Lokmin Tribulanan IV Kecamatan Kembaran Tahun 2025 Digelar, Bahas MBG, KIA, TBC, dan Program RAOS
Pada hari ini bertempat di Pendopo Kecamatan Kembaran telah dilaksanakan Lokmin Tribulanan IV Tahun 2025. Kegiatan dibuka dengan sambutan Kasie Permas Kecamatan Kembaran yang menyampaikan rasa syukur serta terima kasih atas kehadiran seluruh peserta. Beliau juga memberikan apresiasi atas dukungan lintas sektor dalam meningkatkan kualitas pelayanan masyarakat, khususnya di bidang kesehatan.
Kepala Dinas Kesehatan Kabupaten Banyumas yang diwakili oleh Ibu Asri Tri Angkati, SKM menyampaikan pengarahan terkait pelaksanaan pembagian Makanan Bergizi Gratis (MBG) dan pentingnya pengawasan keamanan pangan di SPPG. Saat ini Kecamatan Kembaran memiliki 8 SPPG yang diharuskan memenuhi standar SLHS, mengikuti pelatihan keamanan pangan, menjalani inspeksi kesehatan lingkungan, serta pemeriksaan sampel oleh laboratorium terakreditasi.
Dari unsur Forkopimcam, Danramil Kembaran menegaskan dukungan penuh terhadap upaya peningkatan derajat kesehatan masyarakat melalui Program MBG. Ia menekankan pentingnya koordinasi lintas sektor agar distribusi MBG berjalan aman dan memberikan manfaat optimal bagi anak-anak.
Materi dilanjutkan oleh Kepala Puskesmas Kembaran I dan II. Kepala Puskesmas Kembaran I menyoroti pentingnya pengawasan hygiene sanitasi di SPPG untuk memastikan makanan yang dibagikan melalui program MBG aman dikonsumsi. Sementara itu, Kepala Puskesmas Kembaran II menjelaskan alur pelayanan KIA serta faktor penyebab lamanya waktu tunggu, mengingat banyaknya prosedur pemeriksaan yang harus dilakukan, mulai dari pemeriksaan laboratorium, skrining risiko kehamilan, pemeriksaan gigi dan fisik, USG, hingga pencatatan manual dan digital.

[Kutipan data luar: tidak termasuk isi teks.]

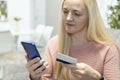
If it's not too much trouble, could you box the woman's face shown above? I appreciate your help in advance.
[62,0,88,34]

Dalam kesempatan tersebut juga disampaikan materi mengenai Desa Siaga TBC, yakni program pemberdayaan masyarakat untuk mencegah, menemukan, dan menanggulangi TBC melalui kerja sama antara masyarakat, kader, dan pemerintah. Program ini mencakup edukasi, skrining aktif, pelacakan kontak, hingga pendampingan pasien agar pengobatan dapat tuntas.
Selain itu, turut disosialisasikan Program RAOS, sebuah inovasi skrining kelayakan hamil yang bertujuan mencegah AKI, AKB, BBLR, dan stunting. Program ini dilaksanakan melalui penyusunan SOP, sosialisasi, simulasi, serta integrasi sistem informasi. Skrining risiko kehamilan dilakukan melalui aplikasi RAOS untuk mendeteksi calon ibu dengan risiko tinggi sejak dini.
Kegiatan Lokmin Tribulanan IV ini menjadi momentum penting dalam memperkuat sinergi lintas sektor untuk mewujudkan pelayanan kesehatan masyarakat yang lebih baik di wilayah Kecamatan Kembaran.